In most cases, installing a new appliance involves more than just plugging the unit into an electrical outlet. Consider a few key factors, whether you're completing appliance installation on your own or hiring a professional.
You've just bought a new, state-of-the-art appliance to replace the one that broke down, and you couldn't be more excited to start using your new unit. The only thing standing between you and your appliance happily-ever-after is the installation process. Whether you hire an appliance installation professional or plan to tackle the job yourself, you need to keep some key details in mind. Above all, be aware that if you install your own appliance and damage it in the process, you might actually void the warranty. Avoid wasting time and money by either bringing in an appliance installation expert or carefully reading all instruction materials before beginning the job.
Connections and Hookups
Does your new appliance come with all the cords and hoses you'll need to hook it up properly? Check before you start installing it-or before you have an appliance installer standing in your kitchen or laundry room, getting paid by the hour. Note that in general, you won't be able to reuse the cords and hoses from your old appliance on your new machine. Look in the installation manual for any additional items you'll have to purchase separate from the machine, and make sure to have those on hand when you're ready to install it.
If you're installing an appliance that connects to your gas line, you'll need to turn off the gas temporarily in order to disconnect the old appliance and connect the new appliance. The same goes for water pipe connections. You also need to check the user's manual for any specific electrical needs for your new appliance, such as a grounded outlet or particular voltage. Plugging your appliance into the wrong outlet can result in decreased performance due to inadequate power, damage, and even fire risks. Undertaking appliance installation without turning off your water or gas or without taking into account your electrical needs is a serious safety hazard.
Leveling and Bracketing
Does your floor slant? It's important to ensure that appliances are level, so you'll need to use some sort of leveling device under one side of the unit. Similarly, if your floor slants down from the wall against which the appliance will rest, your best bet is to bracket the unit directly to the wall. Brackets will keep the unit from tipping forward, which is a crushing hazard. If you're hiring a specialist to install the appliances , he should show up with the necessary tools and items to level and bracket your units. However, for DIY jobs, you will have to tackle this part on your own.

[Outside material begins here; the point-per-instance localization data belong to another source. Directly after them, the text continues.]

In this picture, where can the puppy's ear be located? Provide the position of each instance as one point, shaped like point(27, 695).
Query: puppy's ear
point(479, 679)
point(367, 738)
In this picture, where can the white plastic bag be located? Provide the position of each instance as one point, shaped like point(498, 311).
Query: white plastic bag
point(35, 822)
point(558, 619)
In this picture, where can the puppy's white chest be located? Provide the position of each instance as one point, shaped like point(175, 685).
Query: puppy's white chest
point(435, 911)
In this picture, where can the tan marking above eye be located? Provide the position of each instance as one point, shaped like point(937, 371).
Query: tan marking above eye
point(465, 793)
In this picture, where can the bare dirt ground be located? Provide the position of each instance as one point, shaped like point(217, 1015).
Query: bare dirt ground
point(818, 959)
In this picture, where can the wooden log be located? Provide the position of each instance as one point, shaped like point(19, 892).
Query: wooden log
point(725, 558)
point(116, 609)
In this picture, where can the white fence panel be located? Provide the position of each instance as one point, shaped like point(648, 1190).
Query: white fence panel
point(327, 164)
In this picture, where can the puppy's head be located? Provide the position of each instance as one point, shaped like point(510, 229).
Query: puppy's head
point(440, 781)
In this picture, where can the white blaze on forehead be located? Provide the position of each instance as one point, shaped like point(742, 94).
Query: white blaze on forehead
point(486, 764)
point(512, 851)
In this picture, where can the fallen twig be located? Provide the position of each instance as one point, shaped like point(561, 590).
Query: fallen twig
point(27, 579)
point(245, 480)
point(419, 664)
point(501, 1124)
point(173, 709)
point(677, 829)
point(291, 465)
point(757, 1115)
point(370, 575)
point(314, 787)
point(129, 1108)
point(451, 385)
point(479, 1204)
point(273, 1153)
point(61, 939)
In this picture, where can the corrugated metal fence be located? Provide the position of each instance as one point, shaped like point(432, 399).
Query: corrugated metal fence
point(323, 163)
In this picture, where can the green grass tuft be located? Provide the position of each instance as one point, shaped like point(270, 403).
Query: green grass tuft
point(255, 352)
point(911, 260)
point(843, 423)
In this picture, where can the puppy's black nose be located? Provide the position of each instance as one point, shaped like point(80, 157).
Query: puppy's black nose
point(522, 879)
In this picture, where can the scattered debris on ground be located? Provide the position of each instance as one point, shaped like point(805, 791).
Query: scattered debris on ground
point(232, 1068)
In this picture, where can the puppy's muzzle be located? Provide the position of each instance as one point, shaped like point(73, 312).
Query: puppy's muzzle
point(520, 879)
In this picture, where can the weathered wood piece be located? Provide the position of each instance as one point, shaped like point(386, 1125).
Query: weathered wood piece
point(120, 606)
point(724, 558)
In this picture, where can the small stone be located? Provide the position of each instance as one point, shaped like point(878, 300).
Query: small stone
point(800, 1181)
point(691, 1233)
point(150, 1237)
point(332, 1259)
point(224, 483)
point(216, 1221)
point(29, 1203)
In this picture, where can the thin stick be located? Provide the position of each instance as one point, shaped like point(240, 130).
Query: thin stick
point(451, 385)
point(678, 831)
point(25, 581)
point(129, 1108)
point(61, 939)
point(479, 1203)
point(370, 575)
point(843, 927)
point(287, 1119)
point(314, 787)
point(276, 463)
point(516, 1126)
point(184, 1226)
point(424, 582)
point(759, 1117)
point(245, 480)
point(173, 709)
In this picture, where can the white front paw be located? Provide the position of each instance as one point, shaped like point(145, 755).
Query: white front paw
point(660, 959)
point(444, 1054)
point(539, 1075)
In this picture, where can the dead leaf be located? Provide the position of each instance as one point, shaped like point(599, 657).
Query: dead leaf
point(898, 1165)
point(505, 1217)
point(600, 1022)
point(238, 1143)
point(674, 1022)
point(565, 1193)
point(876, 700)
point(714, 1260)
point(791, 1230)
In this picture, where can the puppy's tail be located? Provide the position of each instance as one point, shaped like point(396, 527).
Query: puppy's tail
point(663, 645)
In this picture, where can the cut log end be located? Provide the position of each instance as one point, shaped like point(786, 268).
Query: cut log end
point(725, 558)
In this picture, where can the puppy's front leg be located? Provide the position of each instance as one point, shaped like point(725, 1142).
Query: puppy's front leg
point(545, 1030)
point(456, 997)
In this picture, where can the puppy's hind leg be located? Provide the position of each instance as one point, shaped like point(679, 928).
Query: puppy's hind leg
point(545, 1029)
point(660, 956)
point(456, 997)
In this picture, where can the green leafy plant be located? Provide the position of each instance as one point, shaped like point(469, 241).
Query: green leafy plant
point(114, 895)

You may be offered installation services when you purchase your new appliance. Think carefully before turning this offer down. An appliance installation professional can likely get the job done much more quickly than you can, even if you've installed an appliance before. Plus, he'll know what steps to take to protect not only the new appliance, but also your floors, walls, and surrounding countertops and other fixtures. If you opt not to pay for professional installation but tear up your floor scooting the appliance into place, you haven't actually saved money at all. An appliance installer will also check that the appliance works properly before leaving your home, whereas you might spend hours troubleshooting to discover whether the unit itself is faulty or you've missed a vital connection. Proper installation means that you can start using your new unit right away-and isn't that the goal?